Dairy Crest makes breakthrough into European branded with St. Hubert buy
- December 01, 2006
||company acquisition voted by buyer’s EGM in January 2007;
||St Hubert SAS, no.2 in French spreads market (32% share);
||Dairy Crest Group plc (UK), leading chilled dairy company in UK;
||Uniq plc (UK), European chilled and frozen foods producer;
||increase branded share in total sales, synergies with UK spreads production, entry into continental Europe;
||portfolio refocusing on areas with restructuring potential, debt reduction;
||St Hubert is also market leader in the small Italian spreads market, through ‘Vallee’ brand.
Interesting that Dairy Crest should take such a bold step into the French market, when hitherto it’s
been 100% UK –focused. Especially when the trend in the UK foods business is generally in the opposite direction, towards greater parochialism. On the other hand, once they’d taken the decision to expand ‘onto the Continent’, the remaining rationale is very compelling, especially re-weighting their portfolio for greater branded product sales, especially in spreads. Dairy Crest also sold its UK private label cheese business recently, as part of this strategy to improve the ‘quality’ of its earnings by shifting more into branded. Expect more cheese divestments by Dairy Crest to come, as well as acquisitions of other spreads brands in Europe.

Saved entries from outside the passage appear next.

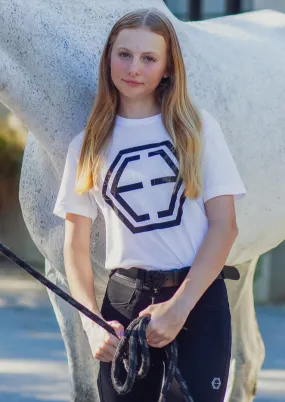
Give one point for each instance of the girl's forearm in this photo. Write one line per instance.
(207, 265)
(80, 277)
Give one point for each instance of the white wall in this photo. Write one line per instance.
(278, 5)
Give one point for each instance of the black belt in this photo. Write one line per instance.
(157, 279)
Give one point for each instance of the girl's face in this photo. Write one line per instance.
(138, 55)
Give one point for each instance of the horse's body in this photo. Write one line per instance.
(50, 55)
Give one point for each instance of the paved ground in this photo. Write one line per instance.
(33, 364)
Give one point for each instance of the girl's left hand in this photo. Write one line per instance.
(166, 322)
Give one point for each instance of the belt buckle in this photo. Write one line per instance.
(155, 279)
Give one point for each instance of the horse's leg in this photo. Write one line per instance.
(83, 368)
(248, 350)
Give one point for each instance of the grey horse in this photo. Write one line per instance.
(49, 59)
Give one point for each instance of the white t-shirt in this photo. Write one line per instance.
(149, 224)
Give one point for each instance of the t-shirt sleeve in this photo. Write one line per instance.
(69, 201)
(220, 174)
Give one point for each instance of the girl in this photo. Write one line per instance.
(161, 173)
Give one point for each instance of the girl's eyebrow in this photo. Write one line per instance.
(149, 52)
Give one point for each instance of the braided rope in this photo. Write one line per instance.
(128, 348)
(133, 345)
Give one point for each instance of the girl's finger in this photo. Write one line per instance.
(159, 344)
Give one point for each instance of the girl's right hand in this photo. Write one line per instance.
(103, 344)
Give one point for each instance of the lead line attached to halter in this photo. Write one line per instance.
(135, 335)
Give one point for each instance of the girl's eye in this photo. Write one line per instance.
(147, 57)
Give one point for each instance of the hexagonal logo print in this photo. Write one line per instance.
(140, 186)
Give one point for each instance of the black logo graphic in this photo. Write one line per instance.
(127, 200)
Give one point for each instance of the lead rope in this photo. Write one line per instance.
(132, 345)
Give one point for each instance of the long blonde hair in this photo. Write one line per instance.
(180, 117)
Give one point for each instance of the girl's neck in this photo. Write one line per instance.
(138, 111)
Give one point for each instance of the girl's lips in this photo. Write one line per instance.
(132, 83)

St Hubert has quite an extraordinary operating margin, at 30% of sales, even by margarine standards. As a consequence the valuation is, from a sales multiple perspective, way above the range; but from an EBITDA multiple it’s consistent with the orthodoxy of ’10 times plus’, for branded businesses.

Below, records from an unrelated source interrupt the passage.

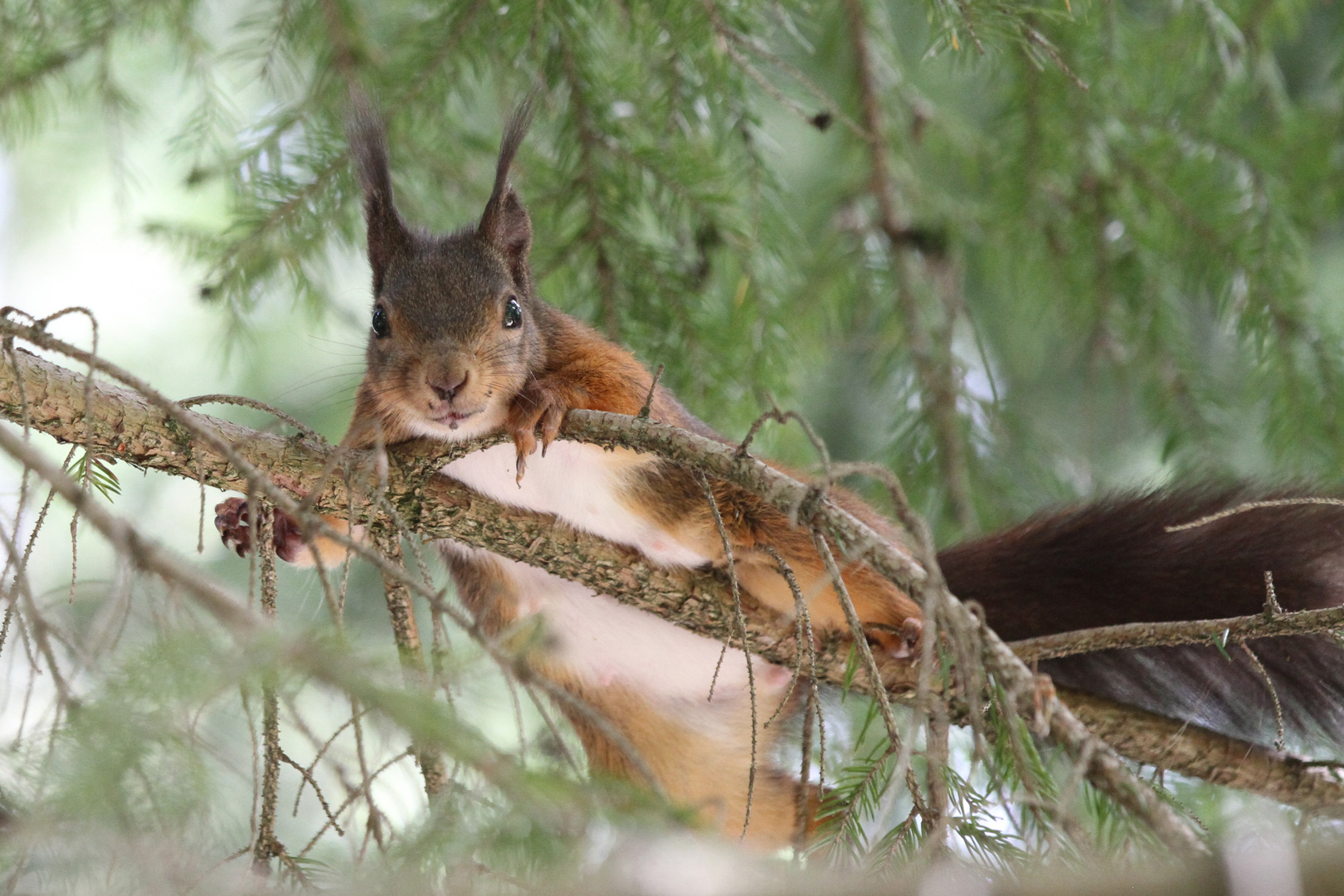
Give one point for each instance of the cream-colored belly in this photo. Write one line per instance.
(581, 484)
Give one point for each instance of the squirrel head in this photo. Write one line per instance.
(453, 331)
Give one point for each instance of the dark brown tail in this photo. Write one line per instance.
(1116, 562)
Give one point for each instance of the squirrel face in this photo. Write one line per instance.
(455, 321)
(452, 340)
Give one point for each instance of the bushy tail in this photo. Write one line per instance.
(1116, 562)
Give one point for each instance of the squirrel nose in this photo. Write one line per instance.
(449, 384)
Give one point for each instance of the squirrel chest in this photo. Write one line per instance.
(585, 485)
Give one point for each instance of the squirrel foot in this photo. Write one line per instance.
(538, 403)
(236, 529)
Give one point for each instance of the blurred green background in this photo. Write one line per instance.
(1129, 269)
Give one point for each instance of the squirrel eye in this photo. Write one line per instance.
(513, 314)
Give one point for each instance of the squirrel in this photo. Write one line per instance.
(460, 345)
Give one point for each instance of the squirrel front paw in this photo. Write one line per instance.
(236, 529)
(537, 405)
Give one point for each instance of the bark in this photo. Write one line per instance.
(127, 426)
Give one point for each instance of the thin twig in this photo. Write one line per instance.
(743, 625)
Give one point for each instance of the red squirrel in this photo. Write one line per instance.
(461, 345)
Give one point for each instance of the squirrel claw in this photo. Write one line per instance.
(231, 520)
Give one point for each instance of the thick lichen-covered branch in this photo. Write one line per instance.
(124, 425)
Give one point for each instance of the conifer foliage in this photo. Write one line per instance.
(1018, 253)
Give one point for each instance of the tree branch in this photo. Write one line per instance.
(127, 426)
(1155, 635)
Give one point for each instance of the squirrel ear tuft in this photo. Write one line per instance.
(504, 223)
(387, 236)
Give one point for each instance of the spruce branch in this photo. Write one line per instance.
(132, 429)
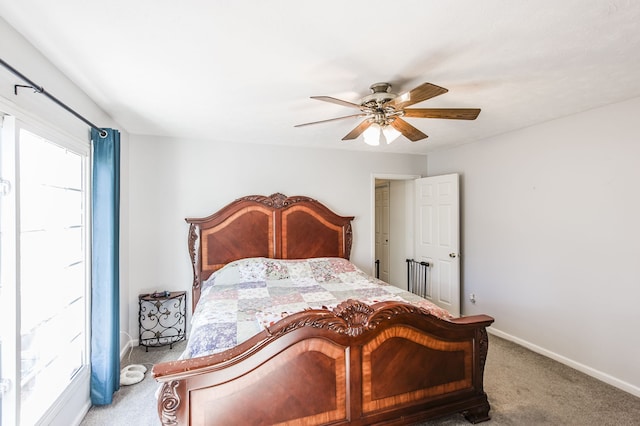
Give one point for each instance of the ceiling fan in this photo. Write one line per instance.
(383, 112)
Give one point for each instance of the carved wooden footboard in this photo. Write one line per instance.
(389, 363)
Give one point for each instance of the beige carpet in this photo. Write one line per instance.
(524, 388)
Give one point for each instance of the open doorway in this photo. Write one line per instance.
(393, 225)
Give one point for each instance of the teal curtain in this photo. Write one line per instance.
(105, 283)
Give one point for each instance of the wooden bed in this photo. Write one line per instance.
(390, 363)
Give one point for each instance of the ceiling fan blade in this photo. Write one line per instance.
(358, 130)
(408, 130)
(452, 113)
(336, 101)
(421, 93)
(330, 119)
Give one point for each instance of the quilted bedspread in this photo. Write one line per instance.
(240, 299)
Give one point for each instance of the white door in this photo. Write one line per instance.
(437, 239)
(382, 230)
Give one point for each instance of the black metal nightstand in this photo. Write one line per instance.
(162, 318)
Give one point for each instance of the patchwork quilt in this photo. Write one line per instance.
(245, 296)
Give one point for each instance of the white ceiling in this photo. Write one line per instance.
(243, 71)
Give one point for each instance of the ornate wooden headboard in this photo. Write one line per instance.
(276, 226)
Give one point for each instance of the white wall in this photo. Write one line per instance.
(551, 237)
(171, 179)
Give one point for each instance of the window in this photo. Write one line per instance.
(44, 287)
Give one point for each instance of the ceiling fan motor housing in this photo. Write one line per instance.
(379, 95)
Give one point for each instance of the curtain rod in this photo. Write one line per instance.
(40, 89)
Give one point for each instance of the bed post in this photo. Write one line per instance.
(194, 253)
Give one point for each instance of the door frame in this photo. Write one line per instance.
(372, 209)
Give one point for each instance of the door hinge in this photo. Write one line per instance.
(5, 187)
(5, 386)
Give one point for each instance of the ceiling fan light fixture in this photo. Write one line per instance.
(390, 133)
(372, 135)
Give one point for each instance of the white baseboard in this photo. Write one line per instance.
(604, 377)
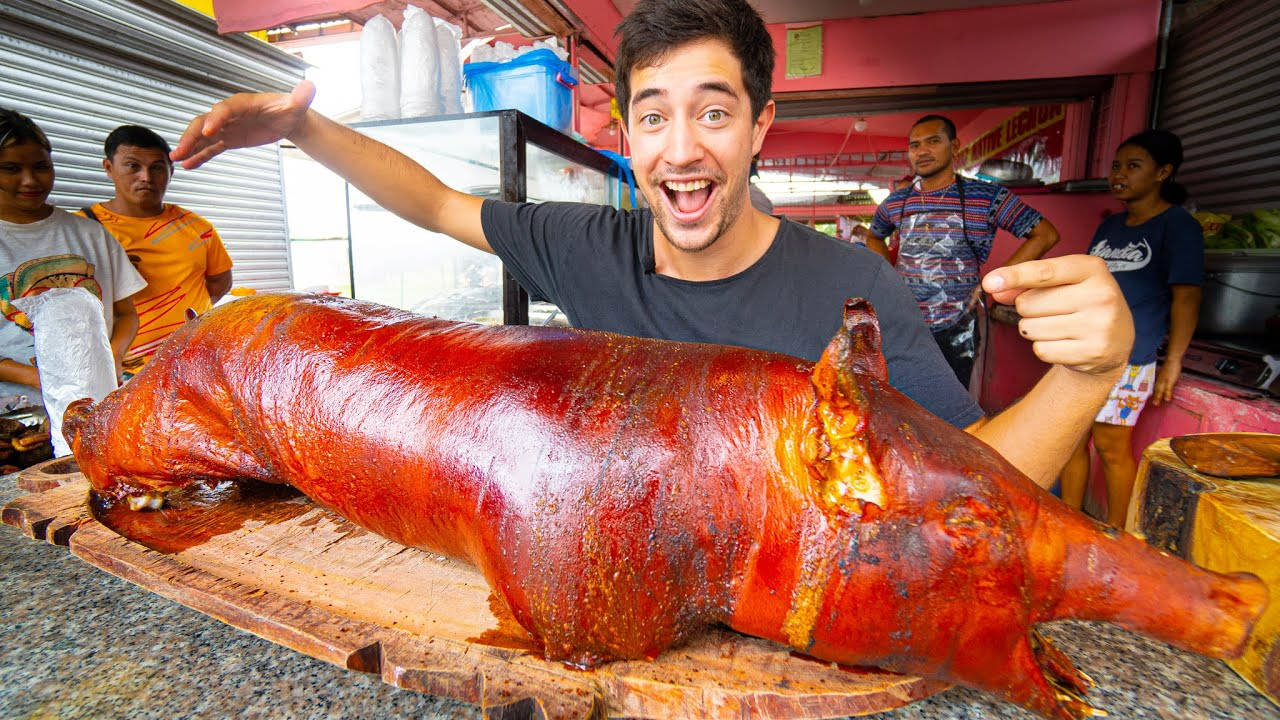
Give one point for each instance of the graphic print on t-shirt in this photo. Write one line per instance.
(1132, 256)
(40, 274)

What’s more, St Hubert’s modest growth rate (3% in 2006) hides far stronger growth in the attractive health spreads segment (new omega-3 and cholesterol-reduction varieties), where St Hubert has a 35% market share in France - this is hidden in the P/S multiple.
It could be said that Uniq has now sold the ‘jewel in its crown’, since most of the rest of its portfolio is currently loss-making (chilled ready meals, salads, sandwiches etc). On the face of it, that suggests that they’re in trouble.
On the other hand maybe they’re taking an ‘active private equity’ approach; selling an asset when its value has peaked, and investing the money to unlock the value of other businesses. But that’s a risky strategy for any public company and Uniq is no exception.
But is there also an underlying withdrawal, by Uniq, into its UK operations? Probably not, since its continued continental Europe operations (mainly France, Germany, Holland, Poland) will still constitute over 50% of turnover after this divestment (and after that of its Belgian salads business).